By Ben Munster
3 min read
Tether today confirmed to Decrypt that its stablecoin was “completely stable and 100% backed.” But it declined to say what, precisely, it’s backed by.
Earlier today, we covered a mysterious amendment to the Tether website—first noted by freelance blogger BitFinex’ed on Reddit — that appeared to walk back the company’s original claim that its tethers were fully backed, one to one, by dollars in its banking partners’ reserves.

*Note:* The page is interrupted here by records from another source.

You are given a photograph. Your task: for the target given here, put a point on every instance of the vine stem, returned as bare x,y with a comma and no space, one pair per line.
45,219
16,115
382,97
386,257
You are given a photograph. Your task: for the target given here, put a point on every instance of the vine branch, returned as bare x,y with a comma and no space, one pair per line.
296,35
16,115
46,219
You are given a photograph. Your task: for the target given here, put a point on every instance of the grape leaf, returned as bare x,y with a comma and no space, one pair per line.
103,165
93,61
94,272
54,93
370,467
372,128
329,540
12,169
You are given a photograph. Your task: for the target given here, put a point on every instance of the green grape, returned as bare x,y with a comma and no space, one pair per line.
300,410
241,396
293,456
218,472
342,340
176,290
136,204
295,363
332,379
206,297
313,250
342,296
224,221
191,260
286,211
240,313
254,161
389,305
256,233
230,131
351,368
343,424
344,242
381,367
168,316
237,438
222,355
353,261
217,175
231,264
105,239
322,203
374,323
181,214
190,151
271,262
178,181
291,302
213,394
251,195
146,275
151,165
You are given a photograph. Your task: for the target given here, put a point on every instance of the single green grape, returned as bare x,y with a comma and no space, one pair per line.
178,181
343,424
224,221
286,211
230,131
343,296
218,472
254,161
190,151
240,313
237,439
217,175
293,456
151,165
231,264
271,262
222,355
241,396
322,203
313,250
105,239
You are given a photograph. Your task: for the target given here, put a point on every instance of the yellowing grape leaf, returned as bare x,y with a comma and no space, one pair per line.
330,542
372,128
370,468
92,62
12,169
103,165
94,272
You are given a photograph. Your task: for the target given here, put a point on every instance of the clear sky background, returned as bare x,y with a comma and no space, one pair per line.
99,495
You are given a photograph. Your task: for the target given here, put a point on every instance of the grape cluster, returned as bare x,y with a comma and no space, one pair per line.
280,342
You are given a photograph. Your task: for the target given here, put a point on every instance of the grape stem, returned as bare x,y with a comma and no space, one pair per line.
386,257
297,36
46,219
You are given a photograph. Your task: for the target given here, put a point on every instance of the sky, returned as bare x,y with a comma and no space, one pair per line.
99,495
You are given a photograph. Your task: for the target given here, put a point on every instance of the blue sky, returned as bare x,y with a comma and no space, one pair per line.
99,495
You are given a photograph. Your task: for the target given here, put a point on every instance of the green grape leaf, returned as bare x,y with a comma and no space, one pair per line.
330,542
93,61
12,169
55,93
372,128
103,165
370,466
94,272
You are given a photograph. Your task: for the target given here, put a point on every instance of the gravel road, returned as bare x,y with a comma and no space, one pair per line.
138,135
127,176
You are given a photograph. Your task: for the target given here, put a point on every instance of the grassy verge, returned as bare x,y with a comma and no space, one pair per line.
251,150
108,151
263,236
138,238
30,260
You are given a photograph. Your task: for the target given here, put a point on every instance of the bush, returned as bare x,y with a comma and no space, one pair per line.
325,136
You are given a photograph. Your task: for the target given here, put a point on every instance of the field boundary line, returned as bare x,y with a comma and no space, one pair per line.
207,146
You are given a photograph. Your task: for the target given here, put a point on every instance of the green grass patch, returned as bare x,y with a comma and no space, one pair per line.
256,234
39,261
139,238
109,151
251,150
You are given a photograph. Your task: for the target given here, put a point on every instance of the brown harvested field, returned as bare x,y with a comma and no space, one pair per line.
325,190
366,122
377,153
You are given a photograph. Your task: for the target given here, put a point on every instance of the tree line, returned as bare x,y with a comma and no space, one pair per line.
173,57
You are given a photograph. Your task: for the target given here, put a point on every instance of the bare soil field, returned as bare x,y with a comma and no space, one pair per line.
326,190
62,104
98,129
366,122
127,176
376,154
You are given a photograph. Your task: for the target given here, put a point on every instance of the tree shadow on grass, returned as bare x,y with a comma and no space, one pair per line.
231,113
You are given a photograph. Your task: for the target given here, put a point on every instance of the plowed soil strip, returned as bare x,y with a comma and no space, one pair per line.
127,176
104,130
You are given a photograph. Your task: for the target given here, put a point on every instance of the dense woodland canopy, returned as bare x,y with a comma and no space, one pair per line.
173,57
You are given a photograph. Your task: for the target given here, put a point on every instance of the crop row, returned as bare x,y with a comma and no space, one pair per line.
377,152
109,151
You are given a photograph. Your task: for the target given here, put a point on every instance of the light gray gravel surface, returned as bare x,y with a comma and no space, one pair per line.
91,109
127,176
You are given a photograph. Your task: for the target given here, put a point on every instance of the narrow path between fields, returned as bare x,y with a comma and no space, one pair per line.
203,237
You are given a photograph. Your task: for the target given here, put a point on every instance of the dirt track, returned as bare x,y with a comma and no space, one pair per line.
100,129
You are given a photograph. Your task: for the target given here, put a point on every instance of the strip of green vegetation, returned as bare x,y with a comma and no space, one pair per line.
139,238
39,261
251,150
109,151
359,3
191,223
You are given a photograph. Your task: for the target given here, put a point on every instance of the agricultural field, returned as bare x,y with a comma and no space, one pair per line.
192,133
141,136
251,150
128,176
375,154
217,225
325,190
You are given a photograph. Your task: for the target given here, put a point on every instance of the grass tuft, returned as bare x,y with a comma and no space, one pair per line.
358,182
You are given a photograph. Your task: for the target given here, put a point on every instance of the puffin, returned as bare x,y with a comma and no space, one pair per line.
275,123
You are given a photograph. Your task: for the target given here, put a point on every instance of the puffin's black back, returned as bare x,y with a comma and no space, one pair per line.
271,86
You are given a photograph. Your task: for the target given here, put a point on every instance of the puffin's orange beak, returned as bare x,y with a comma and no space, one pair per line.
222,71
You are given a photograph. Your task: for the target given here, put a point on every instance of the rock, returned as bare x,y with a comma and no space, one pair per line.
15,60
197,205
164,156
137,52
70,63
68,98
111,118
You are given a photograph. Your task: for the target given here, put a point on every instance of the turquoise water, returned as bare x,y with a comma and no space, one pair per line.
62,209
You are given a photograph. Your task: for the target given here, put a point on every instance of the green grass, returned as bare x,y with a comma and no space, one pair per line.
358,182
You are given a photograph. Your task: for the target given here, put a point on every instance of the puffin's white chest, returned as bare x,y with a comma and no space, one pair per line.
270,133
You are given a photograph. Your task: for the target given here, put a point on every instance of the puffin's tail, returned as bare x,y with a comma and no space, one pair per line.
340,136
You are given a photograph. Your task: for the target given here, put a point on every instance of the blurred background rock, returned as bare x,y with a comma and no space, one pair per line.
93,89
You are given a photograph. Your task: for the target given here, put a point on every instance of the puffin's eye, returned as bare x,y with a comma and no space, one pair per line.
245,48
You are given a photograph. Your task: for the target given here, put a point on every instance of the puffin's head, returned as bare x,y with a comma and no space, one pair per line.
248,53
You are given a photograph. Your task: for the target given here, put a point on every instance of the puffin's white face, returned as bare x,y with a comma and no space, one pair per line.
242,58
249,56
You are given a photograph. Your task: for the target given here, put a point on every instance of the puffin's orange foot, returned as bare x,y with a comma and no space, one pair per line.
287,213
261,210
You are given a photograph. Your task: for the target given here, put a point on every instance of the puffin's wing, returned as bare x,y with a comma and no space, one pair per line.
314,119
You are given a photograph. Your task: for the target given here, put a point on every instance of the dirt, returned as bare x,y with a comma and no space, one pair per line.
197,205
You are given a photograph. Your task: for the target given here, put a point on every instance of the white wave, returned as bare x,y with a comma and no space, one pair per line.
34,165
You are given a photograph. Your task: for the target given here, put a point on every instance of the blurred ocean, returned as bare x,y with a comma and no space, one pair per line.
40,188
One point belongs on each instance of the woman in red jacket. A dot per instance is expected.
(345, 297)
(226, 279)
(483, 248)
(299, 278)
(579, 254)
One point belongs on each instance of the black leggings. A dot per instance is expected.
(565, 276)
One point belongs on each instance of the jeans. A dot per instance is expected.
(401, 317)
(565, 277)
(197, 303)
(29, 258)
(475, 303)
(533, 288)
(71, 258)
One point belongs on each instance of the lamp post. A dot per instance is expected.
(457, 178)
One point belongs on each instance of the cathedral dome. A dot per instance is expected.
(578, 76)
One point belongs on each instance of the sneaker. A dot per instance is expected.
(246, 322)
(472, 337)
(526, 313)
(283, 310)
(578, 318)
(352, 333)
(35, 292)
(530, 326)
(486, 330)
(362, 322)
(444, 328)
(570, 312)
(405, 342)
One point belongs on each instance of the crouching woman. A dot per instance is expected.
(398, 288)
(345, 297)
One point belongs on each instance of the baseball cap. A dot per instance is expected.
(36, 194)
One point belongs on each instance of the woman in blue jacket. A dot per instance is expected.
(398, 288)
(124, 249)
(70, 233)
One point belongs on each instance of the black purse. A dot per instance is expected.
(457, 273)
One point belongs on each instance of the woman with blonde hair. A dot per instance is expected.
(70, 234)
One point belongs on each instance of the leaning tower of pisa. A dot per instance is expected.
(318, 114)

Now, according to the updated statement, its “reserves” include “cash equivalents,” “other assets” and “receivables” that it has received in exchange for loans delivered to “affiliated entities.”
When pressed via email, a spokesperson who gave his name as “Kaspar Bitfinex” declined to comment on the precise nature of these underlying assets, and nor would he comment on whether this does indeed constitute a precarious “fractional reserve banking model.” (In which Tether plays the market with the dollars in its reserves.) Instead, it simply asserted that the updated statement, made in February, was an effort to ensure its “Terms of Service and Risk Disclosures” remain “appropriate and up to date.”
“Our most recent revisions,” the spokesperson added, “were intended to update our disclosures to reflect Tether’s growth and operations and to be consistent with the types of disclosures used by other institutions.” He/she/it then reiterated that that the reserves consist of a “combination of cash, cash equivalents, and may also include other assets or receivables from loans issued by Tether,” and that “Tether’s reserves always equal or exceed the number of issued Tethers.”
(Mr., er, Bitfinex also said Tether users had been notified of this change at the time—we wonder why these definitely real customers didn’t point this out.)
From its launch in January, 2015, Tether has been controversial. Charges of price manipulation have followed it around for years, and the SEC is said to be investigating it. Throughout its contentious history, analysts, reporters and pundits have questioned whether the coin is, indeed, backed up by sufficient reserves. While the latest farrago casts some doubt over Tether's claims of solvency, it does nothing to make sense of the specifics of the statement: who the affiliated entities are, what the reserves consist of, etc.
Nor is it clear whether this has always been Tether’s business model or if it changed the statement on its website to reflect a more recent strategy shift. (We have asked.)
As it stands, it appears that Tether is backed by PR statements alone.